If you’re reading this right now, then you know I’m about to get real on which app rules the mobile world. Is it Snapchat or Instagram? TBH (to be honest), these are my top favorite apps to use when I’m on my phone.
Recently, Business Insider announced that Snapchat is on track to be generate $100 million in revenue and was named a “must-watch” start-up. CEO and founder Evan Spiegal was also named the youngest billionaire. In October, it was valued at $20 billion, putting it in the conversation with larger companies like Twitter and Facebook.
Instagram, on the other hand, has over 400 million users. Though they don’t state it explicitly, analysts say that Instagram is worth more than Twitter, which is valued at about $23.5 billion after a year as a public company.
Let’s start with Snapchat.
You can send pictures that display for a few seconds, then disappear.
This is the ultimate foundation that Snapchat was built on and the reason why it’s set apart from other photo sharing apps like Instagram.This building block of the app does not leave an eternal digital footprint, which is what makes it so unique.
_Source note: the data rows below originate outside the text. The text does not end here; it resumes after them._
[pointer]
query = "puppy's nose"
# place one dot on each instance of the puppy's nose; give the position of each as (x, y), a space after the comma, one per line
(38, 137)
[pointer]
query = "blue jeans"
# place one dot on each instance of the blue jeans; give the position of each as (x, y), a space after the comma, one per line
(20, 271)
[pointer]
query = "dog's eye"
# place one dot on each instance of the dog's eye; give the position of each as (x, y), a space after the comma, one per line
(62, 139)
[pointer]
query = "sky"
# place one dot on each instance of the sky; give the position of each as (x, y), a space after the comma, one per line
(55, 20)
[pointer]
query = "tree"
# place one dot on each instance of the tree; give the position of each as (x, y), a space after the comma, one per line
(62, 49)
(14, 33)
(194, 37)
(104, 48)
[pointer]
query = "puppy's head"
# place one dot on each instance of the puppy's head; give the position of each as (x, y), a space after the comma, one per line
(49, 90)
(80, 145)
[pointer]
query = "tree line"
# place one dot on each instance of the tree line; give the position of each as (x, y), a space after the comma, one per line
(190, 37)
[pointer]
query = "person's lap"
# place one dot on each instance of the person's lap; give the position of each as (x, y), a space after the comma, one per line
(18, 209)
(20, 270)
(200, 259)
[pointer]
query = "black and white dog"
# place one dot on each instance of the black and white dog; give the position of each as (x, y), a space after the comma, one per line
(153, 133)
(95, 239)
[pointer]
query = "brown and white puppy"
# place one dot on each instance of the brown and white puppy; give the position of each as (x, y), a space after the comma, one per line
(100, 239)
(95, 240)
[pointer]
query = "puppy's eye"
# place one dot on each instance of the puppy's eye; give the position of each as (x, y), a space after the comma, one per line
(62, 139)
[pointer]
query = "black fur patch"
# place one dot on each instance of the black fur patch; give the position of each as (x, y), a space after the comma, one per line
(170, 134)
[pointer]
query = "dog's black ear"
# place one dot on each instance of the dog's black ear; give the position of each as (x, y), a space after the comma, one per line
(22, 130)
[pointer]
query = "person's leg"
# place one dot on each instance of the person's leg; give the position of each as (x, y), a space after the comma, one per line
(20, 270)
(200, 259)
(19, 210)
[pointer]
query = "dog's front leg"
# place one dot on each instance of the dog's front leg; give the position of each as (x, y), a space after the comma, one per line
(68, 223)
Snapchat also has new effects updated almost everyday that I talked about in my previous blog post. Snapchat’s focus is on vertical video, a new format for mobile storytelling. Their Sales team takes a “3V” ad attitude, which is based on vertical, video, and views.
With Instagram, you create a brand on your profile that (unlike Snapchat) leaves a digital footprint for anyone to see. Read more about how you can further develop your brands voice through my previous blog post.
Furthermore, Instagram recently launched similar features that resembles Snapchat’s live feed. Instagram now has a real-time social network with their curated live feed of events, such as “Halloween’s best videos”. Instagram recently told Re/Code that “[live video] is a new way to experience events and big moments, as they happen, through the eyes of the Instagram community.”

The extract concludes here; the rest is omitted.